My pick for the week is ALNY short. The stock has been in downtrend for a good time now. ALNY bounced from below 9 levels to weekly value before turning down again with the overall market. On the daily chart stock dropped below the 50dema and looks like there might be going on a bear flag formation. In case of broader market weakness this stock is likely to be a potential participant.

I am planning to sell this stock short below the Friday’s low at 10.27 and will place my stop at 10.85. My first target is at 9.

For the future: If ALNY pulls back it is likely to form nice bullish divergence on the weekly chart.


Suggar Follow Up

Congratulations to all of you who traded SGG during the summer months.
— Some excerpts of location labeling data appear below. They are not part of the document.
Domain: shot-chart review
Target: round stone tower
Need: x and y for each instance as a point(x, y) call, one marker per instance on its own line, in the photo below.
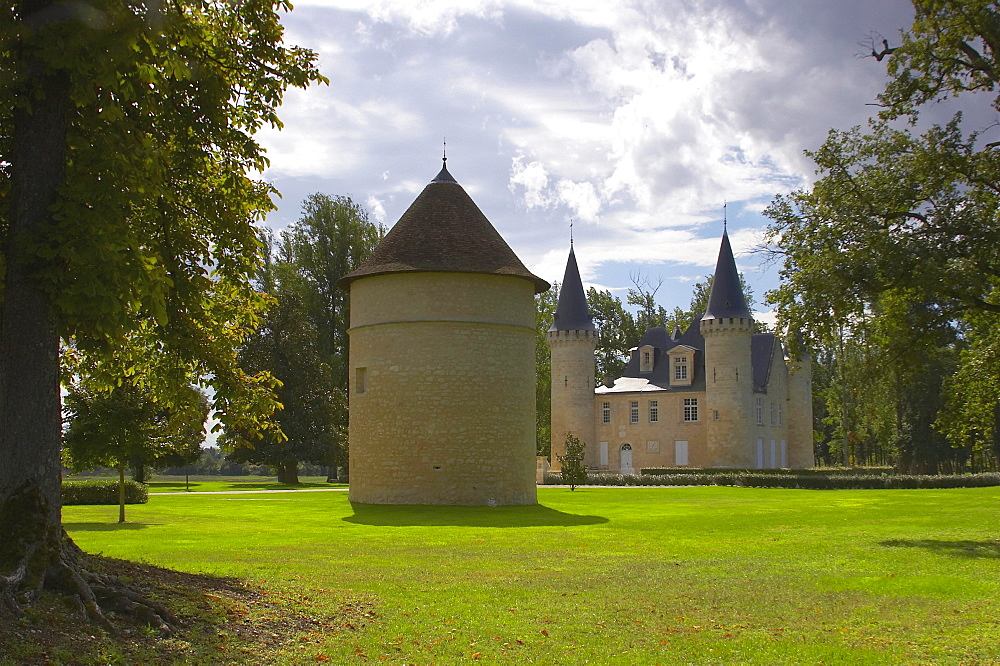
point(442, 340)
point(727, 327)
point(572, 339)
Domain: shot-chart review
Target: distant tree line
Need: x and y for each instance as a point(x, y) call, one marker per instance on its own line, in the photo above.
point(891, 260)
point(299, 344)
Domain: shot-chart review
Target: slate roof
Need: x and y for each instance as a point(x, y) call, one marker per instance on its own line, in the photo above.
point(443, 230)
point(632, 381)
point(659, 379)
point(726, 299)
point(572, 313)
point(761, 355)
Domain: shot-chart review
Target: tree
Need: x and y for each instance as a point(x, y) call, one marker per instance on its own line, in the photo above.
point(545, 311)
point(288, 346)
point(119, 426)
point(900, 231)
point(574, 472)
point(332, 238)
point(127, 136)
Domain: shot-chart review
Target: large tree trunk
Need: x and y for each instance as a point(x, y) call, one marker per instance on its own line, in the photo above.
point(30, 427)
point(121, 492)
point(35, 552)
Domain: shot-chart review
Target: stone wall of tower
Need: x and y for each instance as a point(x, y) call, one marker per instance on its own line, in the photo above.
point(442, 389)
point(572, 392)
point(729, 391)
point(801, 453)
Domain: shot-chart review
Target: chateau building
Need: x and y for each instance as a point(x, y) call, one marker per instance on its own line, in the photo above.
point(442, 358)
point(716, 395)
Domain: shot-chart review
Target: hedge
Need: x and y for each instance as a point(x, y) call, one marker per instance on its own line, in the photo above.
point(814, 471)
point(811, 479)
point(103, 492)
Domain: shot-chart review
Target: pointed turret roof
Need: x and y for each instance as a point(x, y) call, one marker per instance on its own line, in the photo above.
point(572, 313)
point(443, 230)
point(726, 299)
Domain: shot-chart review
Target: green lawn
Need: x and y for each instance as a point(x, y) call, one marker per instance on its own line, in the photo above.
point(609, 575)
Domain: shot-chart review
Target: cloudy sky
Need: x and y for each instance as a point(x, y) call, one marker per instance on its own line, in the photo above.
point(635, 120)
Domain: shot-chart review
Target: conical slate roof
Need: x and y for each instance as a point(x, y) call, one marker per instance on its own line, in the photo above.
point(572, 313)
point(726, 299)
point(444, 231)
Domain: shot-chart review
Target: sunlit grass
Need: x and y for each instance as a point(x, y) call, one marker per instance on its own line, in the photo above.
point(621, 575)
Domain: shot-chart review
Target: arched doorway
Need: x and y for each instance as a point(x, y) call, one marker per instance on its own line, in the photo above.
point(626, 458)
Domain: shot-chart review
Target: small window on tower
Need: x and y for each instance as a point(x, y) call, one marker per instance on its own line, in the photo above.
point(646, 358)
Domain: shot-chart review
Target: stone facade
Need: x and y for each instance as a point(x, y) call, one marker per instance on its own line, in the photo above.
point(442, 360)
point(442, 389)
point(717, 395)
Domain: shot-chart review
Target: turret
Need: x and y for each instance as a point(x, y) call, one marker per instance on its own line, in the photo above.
point(728, 328)
point(572, 339)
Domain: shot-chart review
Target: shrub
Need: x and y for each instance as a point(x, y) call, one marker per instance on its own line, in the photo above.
point(783, 478)
point(102, 492)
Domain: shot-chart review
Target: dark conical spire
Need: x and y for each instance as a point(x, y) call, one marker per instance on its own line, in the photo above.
point(726, 299)
point(443, 230)
point(443, 175)
point(572, 313)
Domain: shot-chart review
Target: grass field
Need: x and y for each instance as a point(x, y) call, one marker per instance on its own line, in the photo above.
point(600, 575)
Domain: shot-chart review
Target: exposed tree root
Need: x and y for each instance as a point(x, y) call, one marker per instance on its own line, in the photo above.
point(35, 556)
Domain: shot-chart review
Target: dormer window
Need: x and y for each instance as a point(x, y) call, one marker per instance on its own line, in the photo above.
point(681, 360)
point(647, 356)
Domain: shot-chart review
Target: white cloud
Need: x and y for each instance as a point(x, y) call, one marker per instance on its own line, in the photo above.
point(635, 118)
point(377, 209)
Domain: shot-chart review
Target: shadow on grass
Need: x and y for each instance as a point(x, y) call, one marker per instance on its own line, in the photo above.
point(412, 515)
point(103, 527)
point(976, 549)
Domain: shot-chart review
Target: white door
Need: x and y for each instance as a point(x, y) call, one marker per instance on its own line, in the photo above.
point(626, 455)
point(680, 452)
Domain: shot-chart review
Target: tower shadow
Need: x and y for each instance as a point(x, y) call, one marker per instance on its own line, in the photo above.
point(428, 515)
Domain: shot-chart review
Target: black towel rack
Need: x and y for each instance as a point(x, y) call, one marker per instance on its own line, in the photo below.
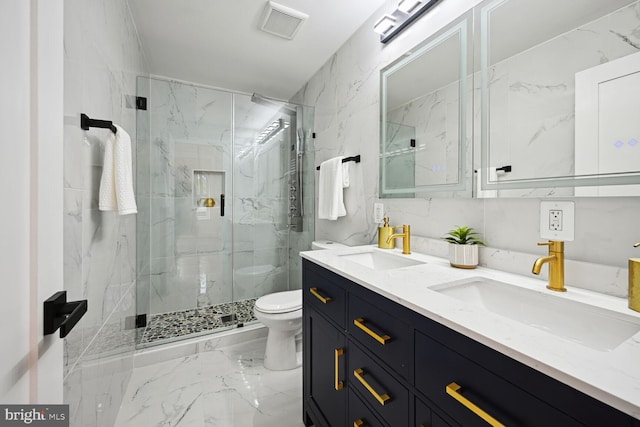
point(355, 159)
point(86, 122)
point(62, 314)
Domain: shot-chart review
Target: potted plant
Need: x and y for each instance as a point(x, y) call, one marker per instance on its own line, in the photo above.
point(463, 247)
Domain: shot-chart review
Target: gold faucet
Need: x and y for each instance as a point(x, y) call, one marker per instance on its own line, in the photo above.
point(406, 238)
point(556, 265)
point(634, 282)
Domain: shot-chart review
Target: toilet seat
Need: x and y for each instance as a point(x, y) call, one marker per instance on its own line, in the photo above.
point(280, 302)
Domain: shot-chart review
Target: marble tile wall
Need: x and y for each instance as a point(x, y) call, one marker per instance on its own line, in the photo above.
point(197, 132)
point(102, 58)
point(345, 94)
point(186, 155)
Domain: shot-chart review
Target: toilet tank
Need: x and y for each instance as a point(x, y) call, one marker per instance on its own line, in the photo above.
point(326, 244)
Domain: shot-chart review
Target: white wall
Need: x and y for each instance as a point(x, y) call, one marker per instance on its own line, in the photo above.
point(345, 93)
point(31, 165)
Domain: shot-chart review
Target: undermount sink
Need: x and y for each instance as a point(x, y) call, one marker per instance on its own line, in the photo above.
point(380, 260)
point(591, 326)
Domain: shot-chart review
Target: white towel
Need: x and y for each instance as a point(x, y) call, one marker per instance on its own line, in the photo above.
point(330, 199)
point(116, 184)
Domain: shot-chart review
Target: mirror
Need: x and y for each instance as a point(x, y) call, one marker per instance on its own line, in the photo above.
point(424, 149)
point(557, 97)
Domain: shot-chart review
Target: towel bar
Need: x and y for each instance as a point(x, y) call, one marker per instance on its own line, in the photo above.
point(86, 122)
point(58, 313)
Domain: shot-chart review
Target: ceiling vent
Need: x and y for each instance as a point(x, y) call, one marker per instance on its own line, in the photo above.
point(282, 21)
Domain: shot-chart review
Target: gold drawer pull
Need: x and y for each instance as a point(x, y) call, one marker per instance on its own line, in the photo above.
point(453, 390)
point(382, 339)
point(339, 385)
point(382, 398)
point(315, 293)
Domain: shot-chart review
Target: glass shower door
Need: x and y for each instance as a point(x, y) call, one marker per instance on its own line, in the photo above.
point(262, 136)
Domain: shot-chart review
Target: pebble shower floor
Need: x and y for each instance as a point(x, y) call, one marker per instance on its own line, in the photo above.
point(176, 324)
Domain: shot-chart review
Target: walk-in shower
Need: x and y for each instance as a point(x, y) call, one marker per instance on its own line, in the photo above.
point(222, 195)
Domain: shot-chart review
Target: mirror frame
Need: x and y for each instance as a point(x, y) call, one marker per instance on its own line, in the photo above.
point(625, 178)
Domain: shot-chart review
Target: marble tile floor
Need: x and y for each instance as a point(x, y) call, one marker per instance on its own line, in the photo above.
point(225, 387)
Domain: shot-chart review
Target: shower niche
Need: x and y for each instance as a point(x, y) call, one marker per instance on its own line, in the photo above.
point(207, 192)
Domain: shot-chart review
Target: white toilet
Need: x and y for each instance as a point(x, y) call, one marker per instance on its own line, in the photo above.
point(281, 312)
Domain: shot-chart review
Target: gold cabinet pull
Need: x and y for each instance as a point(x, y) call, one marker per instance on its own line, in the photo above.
point(382, 339)
point(339, 385)
point(382, 398)
point(453, 390)
point(315, 293)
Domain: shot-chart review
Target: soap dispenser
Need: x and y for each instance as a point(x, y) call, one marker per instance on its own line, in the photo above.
point(634, 282)
point(383, 235)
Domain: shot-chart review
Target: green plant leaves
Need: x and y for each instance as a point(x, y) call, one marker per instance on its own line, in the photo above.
point(463, 236)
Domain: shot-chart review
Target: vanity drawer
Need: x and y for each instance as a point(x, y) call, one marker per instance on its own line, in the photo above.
point(324, 291)
point(467, 391)
point(378, 387)
point(425, 417)
point(360, 415)
point(381, 332)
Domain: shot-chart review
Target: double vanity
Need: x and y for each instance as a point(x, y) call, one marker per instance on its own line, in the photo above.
point(406, 340)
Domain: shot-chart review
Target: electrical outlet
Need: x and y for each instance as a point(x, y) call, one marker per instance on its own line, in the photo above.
point(378, 212)
point(557, 221)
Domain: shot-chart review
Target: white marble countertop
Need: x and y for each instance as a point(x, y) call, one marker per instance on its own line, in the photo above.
point(610, 376)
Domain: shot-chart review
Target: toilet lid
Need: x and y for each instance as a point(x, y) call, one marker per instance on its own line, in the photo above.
point(280, 302)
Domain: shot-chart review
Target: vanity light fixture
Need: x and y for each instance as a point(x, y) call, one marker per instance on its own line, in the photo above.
point(391, 25)
point(408, 6)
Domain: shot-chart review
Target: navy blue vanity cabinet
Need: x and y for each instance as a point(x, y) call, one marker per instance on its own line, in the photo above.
point(398, 368)
point(325, 391)
point(381, 332)
point(506, 389)
point(425, 417)
point(360, 415)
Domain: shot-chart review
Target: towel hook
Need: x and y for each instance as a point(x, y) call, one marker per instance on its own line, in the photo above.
point(86, 122)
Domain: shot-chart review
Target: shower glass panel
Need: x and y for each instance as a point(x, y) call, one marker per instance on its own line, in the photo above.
point(215, 172)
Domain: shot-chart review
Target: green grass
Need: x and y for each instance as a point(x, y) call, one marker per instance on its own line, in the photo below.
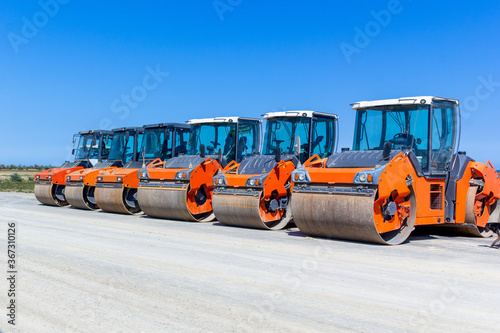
point(22, 186)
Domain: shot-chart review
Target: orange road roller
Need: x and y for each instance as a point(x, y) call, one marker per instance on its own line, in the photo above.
point(50, 185)
point(116, 189)
point(405, 170)
point(80, 184)
point(257, 193)
point(182, 187)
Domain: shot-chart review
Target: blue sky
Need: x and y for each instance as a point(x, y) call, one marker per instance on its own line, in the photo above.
point(70, 65)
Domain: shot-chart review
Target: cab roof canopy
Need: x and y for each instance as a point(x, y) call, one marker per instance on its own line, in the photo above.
point(423, 100)
point(298, 113)
point(122, 129)
point(169, 125)
point(220, 120)
point(95, 132)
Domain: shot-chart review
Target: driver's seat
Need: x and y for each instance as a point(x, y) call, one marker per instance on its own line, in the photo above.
point(403, 140)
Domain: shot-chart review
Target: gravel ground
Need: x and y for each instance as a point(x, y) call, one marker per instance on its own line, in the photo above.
point(82, 271)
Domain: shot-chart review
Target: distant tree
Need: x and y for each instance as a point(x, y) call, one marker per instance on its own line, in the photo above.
point(15, 177)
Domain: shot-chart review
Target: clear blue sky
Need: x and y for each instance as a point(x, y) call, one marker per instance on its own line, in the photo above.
point(68, 70)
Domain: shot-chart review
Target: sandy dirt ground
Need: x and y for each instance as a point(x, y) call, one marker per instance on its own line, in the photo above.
point(82, 271)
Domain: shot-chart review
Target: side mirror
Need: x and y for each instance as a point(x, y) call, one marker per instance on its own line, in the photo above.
point(387, 150)
point(202, 150)
point(296, 147)
point(277, 155)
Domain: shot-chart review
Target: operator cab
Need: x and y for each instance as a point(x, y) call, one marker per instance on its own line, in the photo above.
point(284, 128)
point(124, 146)
point(425, 125)
point(235, 138)
point(164, 141)
point(92, 147)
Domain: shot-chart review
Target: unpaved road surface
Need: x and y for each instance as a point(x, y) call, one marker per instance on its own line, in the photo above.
point(82, 271)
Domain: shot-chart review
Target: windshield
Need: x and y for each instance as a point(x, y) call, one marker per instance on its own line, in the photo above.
point(121, 149)
point(84, 147)
point(156, 146)
point(281, 133)
point(214, 136)
point(402, 126)
point(107, 140)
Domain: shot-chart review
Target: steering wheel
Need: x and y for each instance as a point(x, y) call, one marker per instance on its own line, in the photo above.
point(279, 142)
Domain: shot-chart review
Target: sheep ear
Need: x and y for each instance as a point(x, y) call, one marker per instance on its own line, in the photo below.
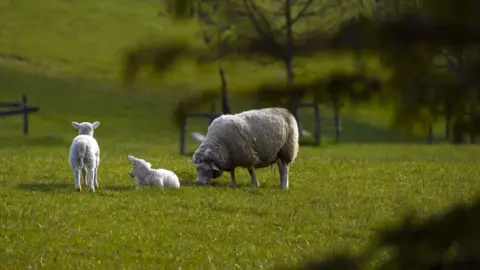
point(215, 167)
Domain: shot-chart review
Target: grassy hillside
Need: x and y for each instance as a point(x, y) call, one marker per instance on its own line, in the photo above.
point(65, 55)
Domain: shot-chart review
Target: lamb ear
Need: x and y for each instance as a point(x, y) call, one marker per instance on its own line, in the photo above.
point(214, 167)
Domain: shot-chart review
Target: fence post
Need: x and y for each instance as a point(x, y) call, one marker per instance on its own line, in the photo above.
point(317, 127)
point(183, 127)
point(336, 119)
point(25, 114)
point(430, 134)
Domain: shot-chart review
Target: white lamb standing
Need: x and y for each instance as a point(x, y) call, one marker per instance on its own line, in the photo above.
point(146, 176)
point(251, 139)
point(85, 155)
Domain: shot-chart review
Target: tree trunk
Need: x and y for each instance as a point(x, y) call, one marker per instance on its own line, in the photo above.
point(225, 106)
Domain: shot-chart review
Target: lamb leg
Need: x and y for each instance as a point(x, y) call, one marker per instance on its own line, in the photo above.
point(84, 176)
point(253, 178)
point(232, 179)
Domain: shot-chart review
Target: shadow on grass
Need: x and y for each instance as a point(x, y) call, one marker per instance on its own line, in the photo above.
point(118, 188)
point(47, 187)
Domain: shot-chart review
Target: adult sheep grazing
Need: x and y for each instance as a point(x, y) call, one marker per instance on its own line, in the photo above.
point(85, 155)
point(251, 139)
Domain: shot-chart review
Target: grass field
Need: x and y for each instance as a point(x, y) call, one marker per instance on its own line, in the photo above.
point(339, 193)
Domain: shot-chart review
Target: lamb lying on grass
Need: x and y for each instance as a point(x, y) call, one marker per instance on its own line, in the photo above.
point(251, 139)
point(146, 176)
point(85, 155)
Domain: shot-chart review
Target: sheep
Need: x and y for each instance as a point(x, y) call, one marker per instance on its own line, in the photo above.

That has been very sweet business. Also I’d like to thank you my dear fellow trader who pointed out the chart for me early in the June. I apologize that I didn’t post this idea right away but two weeks later. I’ll try to do better job in the future.

However, I’d like share you my style of trading this sweet commodity. I like to go long on those short counter tides of the market. I find them myself using moving averages pointing out the value zone and 2dEMA of the Force Index pullbacks to give me a signal to go long.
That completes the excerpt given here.